En parallèle, ce dernier organise dans des stations différentes, « les championnats de France tous les ans et là, effectivement, à l’époque les championnats de France étaient ouverts pour tout le monde puisqu’on n’avait pas assez d’activités dans les clubs pour pouvoir faire des éliminatoires, etc. Donc on avait une cinquantaine de coureurs qui venaient pour les championnats chaque année… » (Dejonghe). Le changement de station de ski à chaque championnat mobilise l’engagement de la station de ski et ses intervenants dans l’organisation et participe à la sensibilisation de la pratique du handi-ski.

Toujours en 1990, au sein du département des Pyrénées-Orientales, Pous constate l'absence d’un comité départemental handisport. Il juge important d’en fonder un pour que la FFH exerce sa politique fédérale au sein du département : « Il n’y avait pas de comité départemental, il n’y a pas de communication et d’ailleurs je n’en avais pas vu d’autres. Donc on mettait des handi-guides, il y avait marqué “le sommaire”, je présentais la fédération française, la commission nationale du sport, le comité régional Languedoc-Roussillon, le comité départemental, la liste des associations avec toutes les références » pour que les personnes handicapées puissent savoir quelles activités sont possibles et où les pratiquer. Fondé le 10 mai 1990, il sera présidé par Pous pendant quatre ans.
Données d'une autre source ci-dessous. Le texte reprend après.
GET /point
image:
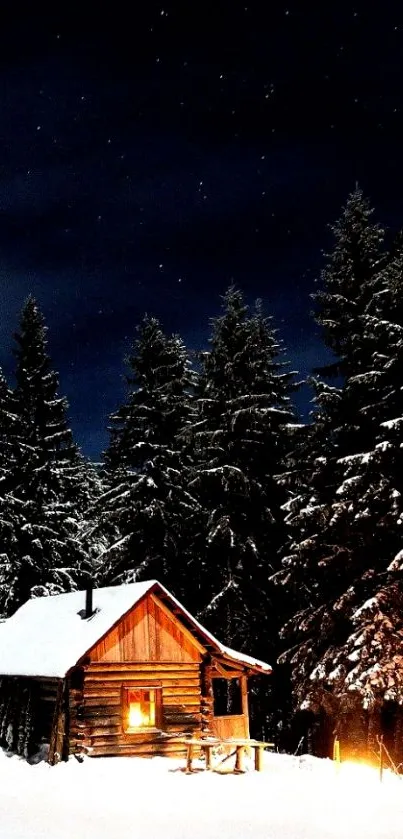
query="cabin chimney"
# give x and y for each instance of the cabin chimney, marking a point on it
(88, 601)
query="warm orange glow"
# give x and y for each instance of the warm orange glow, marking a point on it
(141, 709)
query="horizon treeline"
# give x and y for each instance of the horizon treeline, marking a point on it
(282, 536)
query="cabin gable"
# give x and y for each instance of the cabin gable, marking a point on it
(148, 632)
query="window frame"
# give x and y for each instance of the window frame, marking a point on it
(146, 686)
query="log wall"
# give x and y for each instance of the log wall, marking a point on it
(95, 708)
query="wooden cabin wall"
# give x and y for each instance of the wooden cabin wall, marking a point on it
(148, 633)
(96, 725)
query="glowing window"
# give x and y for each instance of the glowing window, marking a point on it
(140, 708)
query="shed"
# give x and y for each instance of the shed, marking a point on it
(123, 670)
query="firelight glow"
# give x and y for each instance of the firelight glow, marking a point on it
(141, 711)
(136, 718)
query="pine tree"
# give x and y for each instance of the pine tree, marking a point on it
(240, 440)
(47, 482)
(334, 557)
(146, 510)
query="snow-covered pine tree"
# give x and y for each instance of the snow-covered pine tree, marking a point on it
(240, 441)
(145, 513)
(46, 484)
(333, 554)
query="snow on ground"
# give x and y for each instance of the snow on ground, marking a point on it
(293, 798)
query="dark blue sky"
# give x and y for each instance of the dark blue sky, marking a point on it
(147, 162)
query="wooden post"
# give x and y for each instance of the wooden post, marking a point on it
(57, 737)
(380, 741)
(207, 698)
(207, 751)
(259, 758)
(243, 681)
(239, 759)
(189, 756)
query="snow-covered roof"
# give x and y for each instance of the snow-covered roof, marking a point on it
(47, 635)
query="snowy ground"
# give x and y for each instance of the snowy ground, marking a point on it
(293, 798)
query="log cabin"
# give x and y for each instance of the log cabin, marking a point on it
(123, 670)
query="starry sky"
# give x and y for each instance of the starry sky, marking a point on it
(148, 160)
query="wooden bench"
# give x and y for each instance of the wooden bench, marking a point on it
(239, 745)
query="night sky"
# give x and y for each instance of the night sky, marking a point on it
(147, 161)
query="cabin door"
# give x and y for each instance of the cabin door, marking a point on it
(230, 717)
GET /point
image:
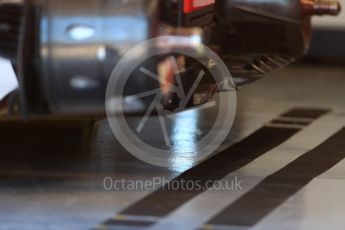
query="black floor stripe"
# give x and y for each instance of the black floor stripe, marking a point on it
(126, 223)
(163, 201)
(304, 113)
(277, 188)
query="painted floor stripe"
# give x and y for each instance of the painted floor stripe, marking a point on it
(277, 188)
(163, 201)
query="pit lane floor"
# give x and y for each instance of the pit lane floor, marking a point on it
(286, 151)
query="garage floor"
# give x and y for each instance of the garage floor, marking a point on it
(284, 158)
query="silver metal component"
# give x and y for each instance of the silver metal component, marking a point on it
(80, 43)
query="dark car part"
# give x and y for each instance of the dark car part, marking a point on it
(64, 51)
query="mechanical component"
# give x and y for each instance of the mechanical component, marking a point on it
(64, 51)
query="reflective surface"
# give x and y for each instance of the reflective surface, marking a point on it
(48, 181)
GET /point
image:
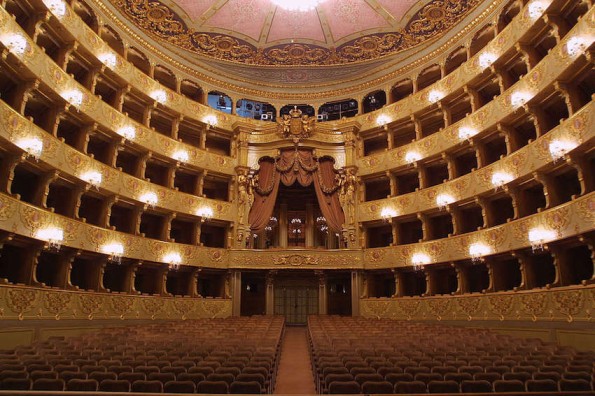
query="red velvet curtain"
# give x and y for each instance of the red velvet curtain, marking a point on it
(292, 165)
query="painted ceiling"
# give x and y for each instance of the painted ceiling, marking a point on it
(256, 32)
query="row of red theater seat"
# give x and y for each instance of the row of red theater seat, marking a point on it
(395, 357)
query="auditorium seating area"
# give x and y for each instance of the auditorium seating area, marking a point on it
(357, 355)
(233, 355)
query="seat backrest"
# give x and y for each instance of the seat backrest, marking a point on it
(344, 387)
(179, 387)
(113, 385)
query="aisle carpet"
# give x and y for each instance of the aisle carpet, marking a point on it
(295, 371)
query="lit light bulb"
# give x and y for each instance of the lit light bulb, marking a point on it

Les objectifs seront « la promotion d’évènements handisports, augmentation du nombre de pratiquants et du nombre d’association, formation des dirigeants » (Handi-guide 66 : 8). Au final, la première année suivant la création du comité départemental, Pous pouvait compter sur 261 licenciés[29]. La dynamique compétitive du handi-ski impulsée dans les PO prend forme et, ainsi, Dejonghe a pu apprécier l’engouement des pratiquants lors de la création du comité départemental impliquant différents clubs et associations.

De cette façon, les manifestations sportives accueillent de plus en plus de licenciés et le principe de changement de station de ski à chaque manifestation handi-ski renforce l’accueil et la sensibilisation à la pratique du handi-ski. S’organise ainsi une visibilité sociale du handicap à partir de la mise en place de compétitions nationales et internationales. L'adoption de logiques compétitives du handi-ski, considéré comme une pratique « normativante » (Marcellini et al., 2003 ; Marcellini, 2005), favorise ici un processus de déstigmatisation et contribue à éviter des refus d’accès aux stations de ski des PO. Ces manifestations handi-ski d’envergure proposent une forme de visibilité sociale plus engageante vis-à-vis des stations de ski et moins stigmatisante que celle d’une pratique handi-ski loisirs isolée. Par ailleurs, une volonté forte demeure d’associer aux compétitions des conditions pour initier au handi-ski sous forme de stages dont la dynamique offre un potentiel touristique remarquable sur le territoire de la chaîne des PO.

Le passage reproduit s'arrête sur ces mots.